Ses congénères en politique sont souvent plus directs. "Il parle du peuple, sans être jamais monté en seconde classe. Du terrain, sans avoir jamais été élu" , cingle Nicolas Sarkozy qui l'a déjà rangé parmi ses rivaux. Alain Juppé est allé plaider contre lui, à l'Elysée. "Vous ne pouvez pas le nommer à Matignon, il n'aura jamais le soutien de l'Assemblée. Dans la situation de crise dans laquelle nous sommes, on aura la France dans la rue en quelques mois." Les deux hommes ont été amis. Mais, même alors, Juppé disait de Villepin : "Il ferait un excellent premier ministre en temps de guerre... En temps de paix, c'est autre chose..."

"Il manque de sens politique. Et même de sens commun" , lâche l'ancien premier ministre Edouard Balladur, qui l'a identifié parmi ses adversaires de 1995. Le président lui-même, qui reçoit, depuis des années maintenant, les adversaires de Villepin comme on reçoit des plaignants, laisse dire. Ou prend les choses à la blague : "Tu sais bien comme il est... La cavalerie cavale, cela emmerde les artilleurs. Mais c'est mon meilleur chef de commando."

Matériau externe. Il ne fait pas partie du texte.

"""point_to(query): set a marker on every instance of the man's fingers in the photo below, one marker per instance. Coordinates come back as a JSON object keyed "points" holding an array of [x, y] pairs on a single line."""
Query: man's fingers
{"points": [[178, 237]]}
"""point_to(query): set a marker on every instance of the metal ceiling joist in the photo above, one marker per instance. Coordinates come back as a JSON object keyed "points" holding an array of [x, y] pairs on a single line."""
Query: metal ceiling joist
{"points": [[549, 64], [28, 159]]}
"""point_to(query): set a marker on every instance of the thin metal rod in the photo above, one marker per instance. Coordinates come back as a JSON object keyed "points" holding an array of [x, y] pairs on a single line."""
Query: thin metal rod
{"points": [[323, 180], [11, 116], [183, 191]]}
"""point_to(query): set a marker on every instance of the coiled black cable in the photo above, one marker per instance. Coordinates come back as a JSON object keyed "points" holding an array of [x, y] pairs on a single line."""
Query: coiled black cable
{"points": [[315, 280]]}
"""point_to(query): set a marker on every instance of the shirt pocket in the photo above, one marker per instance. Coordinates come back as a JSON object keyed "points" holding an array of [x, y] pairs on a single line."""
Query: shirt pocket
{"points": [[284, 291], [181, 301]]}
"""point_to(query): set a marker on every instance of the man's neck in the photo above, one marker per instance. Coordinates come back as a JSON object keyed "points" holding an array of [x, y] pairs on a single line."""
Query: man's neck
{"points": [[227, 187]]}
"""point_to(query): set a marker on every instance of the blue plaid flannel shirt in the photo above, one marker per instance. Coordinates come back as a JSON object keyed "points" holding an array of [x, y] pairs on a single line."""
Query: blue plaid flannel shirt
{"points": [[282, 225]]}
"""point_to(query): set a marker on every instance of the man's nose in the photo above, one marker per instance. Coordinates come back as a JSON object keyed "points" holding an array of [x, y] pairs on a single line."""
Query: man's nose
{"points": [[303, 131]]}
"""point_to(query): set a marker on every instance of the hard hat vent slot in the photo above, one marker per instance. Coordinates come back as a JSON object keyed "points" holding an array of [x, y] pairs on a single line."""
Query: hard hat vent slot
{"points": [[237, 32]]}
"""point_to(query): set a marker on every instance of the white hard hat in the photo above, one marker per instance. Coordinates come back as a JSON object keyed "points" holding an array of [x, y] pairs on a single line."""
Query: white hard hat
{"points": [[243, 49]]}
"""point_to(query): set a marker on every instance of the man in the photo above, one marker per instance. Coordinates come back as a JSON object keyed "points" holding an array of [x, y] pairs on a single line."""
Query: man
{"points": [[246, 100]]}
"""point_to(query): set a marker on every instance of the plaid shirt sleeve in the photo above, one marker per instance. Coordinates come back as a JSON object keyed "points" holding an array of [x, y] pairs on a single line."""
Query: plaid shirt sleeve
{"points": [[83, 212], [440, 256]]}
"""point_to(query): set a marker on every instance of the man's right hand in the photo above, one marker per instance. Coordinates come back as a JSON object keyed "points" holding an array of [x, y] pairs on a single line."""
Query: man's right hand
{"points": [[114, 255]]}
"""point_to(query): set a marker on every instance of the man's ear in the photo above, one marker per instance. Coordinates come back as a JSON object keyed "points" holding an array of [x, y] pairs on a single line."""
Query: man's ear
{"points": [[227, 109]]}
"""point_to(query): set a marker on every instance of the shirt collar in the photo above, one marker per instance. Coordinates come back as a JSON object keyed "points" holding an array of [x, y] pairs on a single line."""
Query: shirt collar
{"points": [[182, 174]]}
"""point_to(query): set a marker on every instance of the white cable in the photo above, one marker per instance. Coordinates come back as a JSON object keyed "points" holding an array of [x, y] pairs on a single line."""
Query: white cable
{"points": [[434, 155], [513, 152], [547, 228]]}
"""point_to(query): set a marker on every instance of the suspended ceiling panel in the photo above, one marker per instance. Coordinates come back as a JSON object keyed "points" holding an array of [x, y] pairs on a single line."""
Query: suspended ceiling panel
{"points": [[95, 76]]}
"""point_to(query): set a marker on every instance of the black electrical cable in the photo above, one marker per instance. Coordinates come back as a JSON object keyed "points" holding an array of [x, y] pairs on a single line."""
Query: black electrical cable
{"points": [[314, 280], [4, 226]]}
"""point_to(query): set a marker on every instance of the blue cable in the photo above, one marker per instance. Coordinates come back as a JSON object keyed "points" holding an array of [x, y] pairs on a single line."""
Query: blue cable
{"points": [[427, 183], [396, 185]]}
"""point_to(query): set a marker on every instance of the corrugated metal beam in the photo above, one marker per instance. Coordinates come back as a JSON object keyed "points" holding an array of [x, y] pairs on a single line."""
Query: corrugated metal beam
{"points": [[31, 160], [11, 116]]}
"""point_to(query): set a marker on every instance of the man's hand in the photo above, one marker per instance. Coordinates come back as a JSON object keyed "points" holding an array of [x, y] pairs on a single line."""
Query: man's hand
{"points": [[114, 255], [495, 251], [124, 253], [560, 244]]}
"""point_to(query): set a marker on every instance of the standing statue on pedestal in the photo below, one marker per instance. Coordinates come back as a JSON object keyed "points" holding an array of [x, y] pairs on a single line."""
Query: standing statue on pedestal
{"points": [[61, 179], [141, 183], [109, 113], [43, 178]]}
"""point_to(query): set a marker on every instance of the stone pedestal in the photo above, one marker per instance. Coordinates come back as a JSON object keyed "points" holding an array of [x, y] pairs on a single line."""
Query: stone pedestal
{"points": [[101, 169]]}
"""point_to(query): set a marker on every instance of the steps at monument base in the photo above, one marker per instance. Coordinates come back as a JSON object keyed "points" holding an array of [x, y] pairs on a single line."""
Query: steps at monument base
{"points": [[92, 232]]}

Dominique de Villepin balaie tout cela d'un revers de ses belles mains. Il détonne dans les cercles du pouvoir ? Il s'en félicite. Il n'a peur de rien. Ni des autres, ni des critiques. Il a d'ailleurs pris l'habitude de les liquider d'une phrase mortifiante dont des dizaines de députés, de hauts fonctionnaires lui tiennent parfois encore rigueur : "Est-ce qu'on ne pourrait pas élever un peu le débat ?" Et lorsqu'on lui rapporte tout de même les détestations tenaces qu'il suscite, il lâche : "Les petites phrases ne me touchent pas. Je ne suis pas vulnérable à la pique" , assure-t-il. "Et puis, je n'aime pas les gens qui chipotent dans leur assiette. Moi, je veux tout ! Tout !"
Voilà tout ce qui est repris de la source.